With some communities in rebooted lockdown conditions and movement restricted everywhere else, no one is posting pictures of their sourdough. Zoom cocktail parties have lost their novelty, Netflix can only release so many new series. The news seems worse every day, yet we compulsively scroll through it.

We get distracted by social media, yet have a pile of books unread. We’re bored, listless, afraid and uncertain.

What is this feeling?

John Cassian, a monk and theologian wrote in the early 5th century about an ancient Greek emotion called acedia.

Etymologically, acedia joins the negative prefix a- to the Greek noun kēdos, which means “care, concern, or grief”. It sounds like apathy, but Cassian’s description shows that acedia is much more daunting and complex than that.

Cassian and other early Christians called acedia “the noonday demon”, and sometimes described it as a “train of thought”. But they did not think it affected city-dwellers or even monks in communities.

Rather, acedia arose directly out the spatial and social constrictions that a solitary monastic life necessitates. These conditions generate a strange combination of listlessness, undirected anxiety, and inability to concentrate. Together these make up the paradoxical emotion of acedia.

Modern day application

As clinical psychology has reclassified emotions and mental states, terms like “melancholy” can sound archaic and moralising.

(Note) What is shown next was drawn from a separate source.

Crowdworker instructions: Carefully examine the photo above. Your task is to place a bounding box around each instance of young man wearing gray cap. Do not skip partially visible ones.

Emotional expressions, norms, and scripts change over time and vary between cultures. They mark out constellations of bodily sensations, patterns of thought and perceived social causes or effects.

Since these constellations are culturally or socially specific, as societies change, so do the emotions in their repertoire. With the decline of theological moralising, not to mention monastic influence, acedia has largely disappeared from secular vocabularies.

Now, the pandemic and governmental responses to it create social conditions that approximate those of desert monks. No demons, perhaps, but social media offers a barrage of bad (or misleading) news.

Social distancing limits physical contact. Lockdown constricts physical space and movement. Working from home or having lost work entirely both upend routines and habits. In these conditions, perhaps it’s time to bring back the term.

More than just a term

Reviving the language of acedia is important to our experience in two ways. First, it distinguishes the complex of emotions brought on by enforced isolation, constant uncertainty and the barrage of bad news from clinical terms like “depression” or “anxiety”.

Saying, “I’m feeling acedia” could legitimise feelings of listlessness and anxiety as valid emotions in our current context without inducing guilt that others have things worse.

Second, and more importantly, the feelings associated with physical isolation are exacerbated by emotional isolation – that terrible sense that this thing I feel is mine alone. When an experience can be named, it can be communicated and even shared.

Learning to express new or previously unrecognised constellations of feelings, sensations, and thoughts, builds an emotional repertoire, which assists in emotional regulation. Naming and expressing experiences allows us to claim some agency in dealing with them.

As we, like Cassian’s desert monks, struggle through our own “long, dark teatime of the soul”, we can name this experience, which is now part of our emotional repertoire.